That reverence for human feel has defined Comess's style since his band, the Spin Doctors, exploded onto the scene with their mega-platinum 1991 debut, Pocket Full of Kryptonite. At the time, they were one of several high-profile bands emphasizing unvarnished, real-time playing in reaction to the slick drum-machine grooves of the previous decade. Aaron still brings that sensibility to every project, from the band's recent reunion tour to his sideman work with such artists as Edie Brickell and Joan Osborne, not to mention two groove-approved solo albums.
"Right when the Spin Doctors came out was a great time for rock music," he reflects. "Bands like Nirvana helped bring a more organic approach to recording and producing. It got a bit sterilized again later in the '90s - for a while there, everything had to have a loop in it. But whenever music becomes sterilized, people eventually remember that it's the human feel that makes music come alive."
Aaron counts himself fortunate to have found success both as a band member and a session player. "It's two different mentalities," he says. "In some ways, being in a band you like is the ultimate situation. It's a great avenue to developing a style. On the other hand, it's great to play many kinds of music with different musicians, and you learn a lot when you have to adopt your style to suit an artist. I guess I try to keep a bit of the band mentality whenever I work as a hired gun. I've always been attracted to the energy that bands have. That's why I love band drummers like John Bonham, Charlie Watts, Ringo Starr, and Levon Helm."
Yet Aaron's greatest drumming influence is session legend Bernard Purdie, famed for his work with Aretha Franklin and Steely Dan. "I've loved his playing since I was in high school in Texas, and I had the pleasure of studying with him when I first moved to New York City, right around the time the Spin Doctors formed. I was so attracted to his hard, groove-oriented playing. It was really tight, but also greasy and loose. Now, listening to Kryptonite 20 years later, I'm reminded how much he influenced my playing." Comess recently reconnected with Purdie when he subbed for his former teacher as the pit drummer in the Broadway revival of Hair.
Another ongoing role model is session titan Steve Gadd. "Steve always floors me," says Aaron. "I love how he's matured and grown over the last 30 years. He's always been a huge influence, and he's played Yamaha drums forever. In fact, he's the reason I bought my first Yamaha kit when I was 16. It's a black Recording Series kit that sounds incredible to this day.

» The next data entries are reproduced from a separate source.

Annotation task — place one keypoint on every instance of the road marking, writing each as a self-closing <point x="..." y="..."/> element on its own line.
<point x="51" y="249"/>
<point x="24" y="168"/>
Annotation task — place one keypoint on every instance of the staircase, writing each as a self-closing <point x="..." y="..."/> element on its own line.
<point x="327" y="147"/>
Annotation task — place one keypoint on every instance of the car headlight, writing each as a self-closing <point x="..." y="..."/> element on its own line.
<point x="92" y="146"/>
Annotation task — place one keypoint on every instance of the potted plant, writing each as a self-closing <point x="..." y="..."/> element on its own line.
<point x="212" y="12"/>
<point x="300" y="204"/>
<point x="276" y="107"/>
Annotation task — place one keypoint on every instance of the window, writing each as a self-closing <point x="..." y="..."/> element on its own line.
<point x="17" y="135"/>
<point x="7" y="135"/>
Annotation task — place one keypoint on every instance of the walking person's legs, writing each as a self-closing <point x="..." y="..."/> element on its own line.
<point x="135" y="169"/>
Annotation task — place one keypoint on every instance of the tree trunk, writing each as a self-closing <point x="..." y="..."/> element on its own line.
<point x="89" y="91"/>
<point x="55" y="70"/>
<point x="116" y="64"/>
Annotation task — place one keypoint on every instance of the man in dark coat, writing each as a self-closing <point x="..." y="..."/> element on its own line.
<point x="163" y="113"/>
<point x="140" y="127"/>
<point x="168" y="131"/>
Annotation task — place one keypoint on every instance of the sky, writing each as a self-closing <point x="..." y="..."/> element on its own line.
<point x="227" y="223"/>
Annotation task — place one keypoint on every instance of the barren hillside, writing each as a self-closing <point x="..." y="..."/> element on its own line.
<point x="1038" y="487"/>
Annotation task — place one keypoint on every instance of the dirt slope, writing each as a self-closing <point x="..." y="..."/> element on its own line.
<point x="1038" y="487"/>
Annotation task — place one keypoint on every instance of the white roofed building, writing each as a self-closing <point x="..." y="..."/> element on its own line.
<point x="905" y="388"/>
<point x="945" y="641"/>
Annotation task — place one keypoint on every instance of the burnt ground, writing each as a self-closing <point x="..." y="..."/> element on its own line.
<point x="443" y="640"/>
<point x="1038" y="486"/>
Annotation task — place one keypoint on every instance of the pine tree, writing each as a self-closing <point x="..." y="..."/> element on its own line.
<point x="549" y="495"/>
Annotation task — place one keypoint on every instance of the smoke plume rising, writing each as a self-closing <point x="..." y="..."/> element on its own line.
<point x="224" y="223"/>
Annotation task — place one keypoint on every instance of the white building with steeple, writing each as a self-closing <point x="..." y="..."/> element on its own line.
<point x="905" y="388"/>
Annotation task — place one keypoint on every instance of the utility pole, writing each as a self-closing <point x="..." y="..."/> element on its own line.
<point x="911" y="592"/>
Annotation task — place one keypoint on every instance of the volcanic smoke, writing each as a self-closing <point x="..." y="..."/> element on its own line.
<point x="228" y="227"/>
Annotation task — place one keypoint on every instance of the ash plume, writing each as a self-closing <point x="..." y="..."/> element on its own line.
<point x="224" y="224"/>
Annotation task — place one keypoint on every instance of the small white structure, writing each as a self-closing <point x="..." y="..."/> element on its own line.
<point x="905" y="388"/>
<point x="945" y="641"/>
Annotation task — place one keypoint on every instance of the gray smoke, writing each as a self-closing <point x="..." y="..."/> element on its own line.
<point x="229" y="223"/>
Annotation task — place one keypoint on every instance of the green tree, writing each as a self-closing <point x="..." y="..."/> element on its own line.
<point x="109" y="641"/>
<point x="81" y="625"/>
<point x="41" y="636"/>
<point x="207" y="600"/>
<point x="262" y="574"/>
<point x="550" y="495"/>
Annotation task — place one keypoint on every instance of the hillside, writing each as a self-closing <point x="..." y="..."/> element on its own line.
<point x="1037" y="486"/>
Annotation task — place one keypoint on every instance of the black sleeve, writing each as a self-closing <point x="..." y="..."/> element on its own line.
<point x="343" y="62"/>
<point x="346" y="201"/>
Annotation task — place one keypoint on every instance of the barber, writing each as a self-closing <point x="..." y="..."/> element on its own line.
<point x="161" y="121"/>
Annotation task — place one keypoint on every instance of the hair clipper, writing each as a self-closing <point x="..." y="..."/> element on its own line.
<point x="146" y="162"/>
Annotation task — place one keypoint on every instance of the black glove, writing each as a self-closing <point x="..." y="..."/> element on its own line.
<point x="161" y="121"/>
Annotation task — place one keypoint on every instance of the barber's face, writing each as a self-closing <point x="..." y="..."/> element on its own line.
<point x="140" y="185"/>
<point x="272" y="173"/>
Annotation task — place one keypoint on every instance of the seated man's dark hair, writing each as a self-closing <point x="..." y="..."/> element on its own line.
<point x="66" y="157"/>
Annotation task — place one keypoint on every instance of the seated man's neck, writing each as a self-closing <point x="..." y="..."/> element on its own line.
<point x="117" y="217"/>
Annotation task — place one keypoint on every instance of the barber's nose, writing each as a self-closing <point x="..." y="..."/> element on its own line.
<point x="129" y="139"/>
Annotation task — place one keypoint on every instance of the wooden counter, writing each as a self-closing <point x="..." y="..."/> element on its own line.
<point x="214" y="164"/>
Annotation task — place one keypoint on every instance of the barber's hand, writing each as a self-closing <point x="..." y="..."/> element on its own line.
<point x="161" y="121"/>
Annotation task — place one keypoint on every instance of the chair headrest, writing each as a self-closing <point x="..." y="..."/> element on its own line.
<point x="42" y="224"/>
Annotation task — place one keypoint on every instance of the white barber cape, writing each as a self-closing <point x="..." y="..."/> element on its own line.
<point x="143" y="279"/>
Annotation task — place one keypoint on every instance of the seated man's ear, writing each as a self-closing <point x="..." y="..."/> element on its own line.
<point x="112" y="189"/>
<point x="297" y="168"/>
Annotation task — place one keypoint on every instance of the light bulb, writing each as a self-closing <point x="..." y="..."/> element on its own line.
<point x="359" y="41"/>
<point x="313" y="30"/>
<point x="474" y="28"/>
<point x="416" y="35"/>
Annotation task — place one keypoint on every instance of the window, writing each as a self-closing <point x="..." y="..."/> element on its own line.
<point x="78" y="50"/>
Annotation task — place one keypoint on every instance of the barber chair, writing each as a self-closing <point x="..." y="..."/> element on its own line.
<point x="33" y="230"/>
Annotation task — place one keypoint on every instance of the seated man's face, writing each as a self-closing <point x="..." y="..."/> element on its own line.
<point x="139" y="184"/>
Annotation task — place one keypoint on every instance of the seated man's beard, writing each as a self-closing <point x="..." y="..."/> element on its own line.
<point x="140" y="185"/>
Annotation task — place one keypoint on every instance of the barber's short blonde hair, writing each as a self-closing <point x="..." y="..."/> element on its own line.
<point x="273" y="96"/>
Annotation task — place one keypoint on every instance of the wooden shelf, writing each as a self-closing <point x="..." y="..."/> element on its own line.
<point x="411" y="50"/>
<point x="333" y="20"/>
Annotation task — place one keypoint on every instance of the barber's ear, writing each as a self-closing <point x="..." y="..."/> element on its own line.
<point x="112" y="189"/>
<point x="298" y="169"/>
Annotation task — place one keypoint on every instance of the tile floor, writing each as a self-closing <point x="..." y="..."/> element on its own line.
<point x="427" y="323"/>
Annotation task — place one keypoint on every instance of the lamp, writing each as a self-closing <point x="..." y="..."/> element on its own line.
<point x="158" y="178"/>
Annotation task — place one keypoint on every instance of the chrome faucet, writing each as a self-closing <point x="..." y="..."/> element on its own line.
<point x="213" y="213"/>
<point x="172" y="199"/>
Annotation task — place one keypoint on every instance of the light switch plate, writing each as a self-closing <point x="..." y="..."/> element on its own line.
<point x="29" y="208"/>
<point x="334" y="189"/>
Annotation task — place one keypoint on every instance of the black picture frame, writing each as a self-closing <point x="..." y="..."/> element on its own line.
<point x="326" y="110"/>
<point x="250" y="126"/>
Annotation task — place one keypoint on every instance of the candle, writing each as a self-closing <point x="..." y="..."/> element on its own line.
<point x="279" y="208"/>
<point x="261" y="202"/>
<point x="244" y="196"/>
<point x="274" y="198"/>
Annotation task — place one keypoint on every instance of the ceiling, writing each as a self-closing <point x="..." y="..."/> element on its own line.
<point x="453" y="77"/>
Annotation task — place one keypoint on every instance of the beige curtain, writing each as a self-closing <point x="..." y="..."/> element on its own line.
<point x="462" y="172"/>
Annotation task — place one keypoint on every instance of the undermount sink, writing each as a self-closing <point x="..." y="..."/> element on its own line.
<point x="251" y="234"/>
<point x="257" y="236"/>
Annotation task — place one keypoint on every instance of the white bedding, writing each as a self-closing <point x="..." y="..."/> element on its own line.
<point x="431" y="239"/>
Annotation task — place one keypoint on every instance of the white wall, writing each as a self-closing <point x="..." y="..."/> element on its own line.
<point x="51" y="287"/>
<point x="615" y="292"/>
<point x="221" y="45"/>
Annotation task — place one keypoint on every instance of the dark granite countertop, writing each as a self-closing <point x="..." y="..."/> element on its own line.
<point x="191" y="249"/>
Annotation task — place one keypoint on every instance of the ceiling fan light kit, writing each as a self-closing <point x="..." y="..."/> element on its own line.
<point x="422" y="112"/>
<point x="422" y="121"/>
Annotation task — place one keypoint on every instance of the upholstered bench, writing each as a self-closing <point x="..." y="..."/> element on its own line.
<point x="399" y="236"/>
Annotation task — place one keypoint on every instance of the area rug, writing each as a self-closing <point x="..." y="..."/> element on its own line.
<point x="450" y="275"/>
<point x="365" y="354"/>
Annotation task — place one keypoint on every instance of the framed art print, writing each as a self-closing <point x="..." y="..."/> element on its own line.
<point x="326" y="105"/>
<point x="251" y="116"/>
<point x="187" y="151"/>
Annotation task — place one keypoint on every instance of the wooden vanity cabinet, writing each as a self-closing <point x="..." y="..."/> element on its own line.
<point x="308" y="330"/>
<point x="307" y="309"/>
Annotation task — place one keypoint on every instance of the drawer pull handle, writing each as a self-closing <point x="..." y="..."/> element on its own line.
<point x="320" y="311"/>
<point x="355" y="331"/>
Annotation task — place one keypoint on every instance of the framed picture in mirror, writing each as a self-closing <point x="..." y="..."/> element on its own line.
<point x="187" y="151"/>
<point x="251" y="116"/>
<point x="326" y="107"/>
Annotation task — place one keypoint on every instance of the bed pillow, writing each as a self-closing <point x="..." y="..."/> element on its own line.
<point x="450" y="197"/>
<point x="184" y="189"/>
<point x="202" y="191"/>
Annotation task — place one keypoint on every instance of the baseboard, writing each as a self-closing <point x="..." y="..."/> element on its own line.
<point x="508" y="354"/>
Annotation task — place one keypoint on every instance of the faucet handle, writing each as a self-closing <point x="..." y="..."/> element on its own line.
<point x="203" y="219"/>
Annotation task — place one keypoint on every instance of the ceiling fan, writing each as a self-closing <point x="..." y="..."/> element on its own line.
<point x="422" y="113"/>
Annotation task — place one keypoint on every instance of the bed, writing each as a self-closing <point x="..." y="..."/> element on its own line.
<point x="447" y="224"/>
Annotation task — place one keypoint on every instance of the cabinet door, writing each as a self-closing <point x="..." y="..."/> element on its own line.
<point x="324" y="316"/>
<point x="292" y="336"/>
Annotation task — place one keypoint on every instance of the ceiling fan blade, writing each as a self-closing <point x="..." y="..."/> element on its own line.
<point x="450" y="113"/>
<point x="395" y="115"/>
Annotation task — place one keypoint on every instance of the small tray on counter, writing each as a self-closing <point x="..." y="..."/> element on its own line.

Those were some of the best drums ever made."
Aaron's current favorite kit is a Yamaha Club Custom. "I got it right before the last Spin Doctors tour, and I've been using it in the studio. These drums have a really rich, warm tone, and they're just beautiful. I have a 22" kick, a 16" floor tom, and 12" and 13" rack toms. I usually use just one rack tom, but I switch between the two sizes, depending on the song I'm recording. They're beautiful drums! I have the Club Custom snare, plus a bunch of other Yamaha snares, including a 6" Maple Custom and an 8" copper snare. They all sound great, and I switch between them from song to song."
Aaron's years with the Spin Doctors, extensive session work, and experiences producing two solo discs (the latest is last year's Beautiful Mistake) have given him strong opinions about producing drum tracks.
"I don't have any problem with digital recording technology," says Comess. "Digital editing can be very creative and cool. But it bothers me when you get together a great rhythm section, record a great take, and then see them cutting everything to the grid. I don't like turning on Top 40 radio and hearing Beat Detective on all the drums and Auto-Tune on all the vocals. That approach has destroyed a lot of what you hear on the radio. That's what's great about a new artist like Adele. It sounds so organic, and it's the biggest record of the year. It tells me that people really do like to hear real, honest, soulful music."